Posso me perguntar também quais seriam os parâmetros para definir o melhor modelo dentro de sua linha no seu tempo total de vida comercial. Podem ser vários, mas uma certeza tenho: o Santana depois de 1996 começou a definhar aos poucos, a morrer a cada dia. pois sua fabricante passou a entender que ele já não tinha condições de brigar com carros de concepção muito mais moderna como o Vectra B e o Tempra por exemplo, e por isso passou a priorizar o Passat GL que era importado (bem como o bem mais caro, VR6 Exclusiv),
Simplificou o Santana até que ele virasse uma sombra do que tinha sido nos seus anos de ouro, um cachorro abandonado nas ruas. Tipo de morte idêntica à que tiveram Fiat Marea, e Tempra, e Monza entre outros. Curiosamente, só o decano Opala Diplomata escapou desse triste desígnio de virar “carro de taxista”, morrendo no seu auge técnico para dar lugar ao Chevrolet Omega.
O primeiro candidato, o Santana Executivo, foi um carro incrível no seu tempo, chegou um pouco antes do Monza E.F. 500 trazendo a grande novidade do final da década de 1980 que era a injeção eletrônica, antes só aplicada ao Gol GTi. Era o sedã da Volkswagen em grande forma: tecnológico, de visual inconfundível, e com detalhes exclusivos de luxo interior que foram feitos para cativar um público naturalmente seleto, de bolsos muito bem fornidos. Como estava — junto novamente com o Monza injetado – no topo dos melhores carros nacionais, posso considerar como um sério candidato ao melhor Santana que tivemos no Brasil.
O Santana renovado de 1991 também tinha status muito semelhante, foi desenhando dentro do Design Center na fábrica de Wolfsburg, tendo como líder de projeto o brasileiro Guenter Hix (Gérson Barone e Luiz Alberto Veiga também foram fundamentais nesse processo). Era um dos carros mais modernos e luxuosos do Brasil mais uma vez, agora um importante passo à frente do Monza que tinha mudado apenas a frente e a traseira, mas que já enxergava com preocupação a chegada do Fiat Tempra que apresentaria algumas soluções muito interessantes de desenho e luxo dentro desse seleto mercado.
Mas outros carros também começaram a chegar ao mercado como o Omega quatro-cilindros e o primeiro Vectra, bem como melhoramentos importantes na linha Tempra e a concorrência do “irmão” Ford Versailles. Todos mirando o segmento do Santana.

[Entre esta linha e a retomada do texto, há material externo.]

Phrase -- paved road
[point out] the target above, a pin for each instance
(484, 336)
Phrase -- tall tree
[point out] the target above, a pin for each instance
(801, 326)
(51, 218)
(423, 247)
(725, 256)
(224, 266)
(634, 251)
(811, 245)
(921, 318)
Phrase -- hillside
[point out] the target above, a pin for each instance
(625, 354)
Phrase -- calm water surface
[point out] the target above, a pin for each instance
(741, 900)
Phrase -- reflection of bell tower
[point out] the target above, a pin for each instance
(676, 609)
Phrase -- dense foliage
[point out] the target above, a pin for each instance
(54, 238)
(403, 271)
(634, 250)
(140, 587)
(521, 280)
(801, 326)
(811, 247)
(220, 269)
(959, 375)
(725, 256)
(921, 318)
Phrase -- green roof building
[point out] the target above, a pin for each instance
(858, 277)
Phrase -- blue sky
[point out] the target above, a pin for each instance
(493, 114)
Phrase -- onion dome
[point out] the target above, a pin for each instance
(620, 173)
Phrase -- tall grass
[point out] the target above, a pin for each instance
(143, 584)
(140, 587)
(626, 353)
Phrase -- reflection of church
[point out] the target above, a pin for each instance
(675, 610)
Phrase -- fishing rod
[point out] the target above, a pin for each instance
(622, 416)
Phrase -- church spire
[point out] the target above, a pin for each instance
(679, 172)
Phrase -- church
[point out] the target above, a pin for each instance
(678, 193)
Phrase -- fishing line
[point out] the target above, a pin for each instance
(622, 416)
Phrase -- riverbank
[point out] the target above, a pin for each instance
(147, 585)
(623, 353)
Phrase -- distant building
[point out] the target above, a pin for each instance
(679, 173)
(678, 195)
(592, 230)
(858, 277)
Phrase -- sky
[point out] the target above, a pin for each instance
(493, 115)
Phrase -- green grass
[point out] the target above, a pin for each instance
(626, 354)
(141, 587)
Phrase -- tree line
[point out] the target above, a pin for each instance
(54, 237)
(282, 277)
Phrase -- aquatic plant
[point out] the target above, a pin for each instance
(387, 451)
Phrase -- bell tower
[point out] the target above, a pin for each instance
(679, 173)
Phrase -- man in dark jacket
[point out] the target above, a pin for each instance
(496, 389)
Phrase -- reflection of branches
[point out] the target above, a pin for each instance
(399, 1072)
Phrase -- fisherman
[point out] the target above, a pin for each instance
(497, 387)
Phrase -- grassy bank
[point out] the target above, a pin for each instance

A concorrência se mexia de verdade, Após o advento dos freios ABS e finalmente as quatro portas na linha 1992, o Santana começou a receber melhoramentos homeopáticos a cada ano: para-choques pintados aqui, veludo mais espesso acolá, novo alarme, sistema de som melhorado, rodas exclusivas, novo volante de direção, opção de couro nos bancos em nova padronagem, bem como teto solar, enfim, se não evoluía na velocidade dos outros carros, ele sempre foi ganhando um novo tom de sofisticação, crescente até o ano de 1996.
É um Santana desse ano que vou revisitar hoje, um lindo e imaculado exemplar propriedade do meu novo velho amigo Marciano Boaro, por intermédio de outro amigo, Jeison Paim, que já apareceu aqui no AE com o resgate do Santana GLSi que pertenceu à frota da Revista Quatro Rodas, uma história realmente incrível (parte 1 e parte 2). E para entendermos o que perdemos e o que ganhamos com a simplificação desse carro, após cada aspecto importante dele abordado, colocarei em extensos parênteses as características que um Passat GL 1996 apresentava como contrapartida, evolução natural do Santana topo de linha como assim desejava na época a Volkswagen, quando a alíquota de importação estava nos 32%, um automóvel que dirigi por mais de um ano.
Por dentro
Curiosamente, ao contrário dos dois carros de luxo abordados anteriormente (Diplomata e Galaxie), as portas do Santana são de ótimo tamanho na frente, e bem curtinhas atrás. O acesso do motorista então é facilitado e logo ele adentra num ambiente onde o capricho está nos detalhes. O veludo chumbo com muitas matizes coloridas é extremamente suave e quente ao toque, o banco é firme e encaixa bem o corpo, e na frente do motorista, um belo volante de quatro raios de generoso diâmetro dá as boas-vindas.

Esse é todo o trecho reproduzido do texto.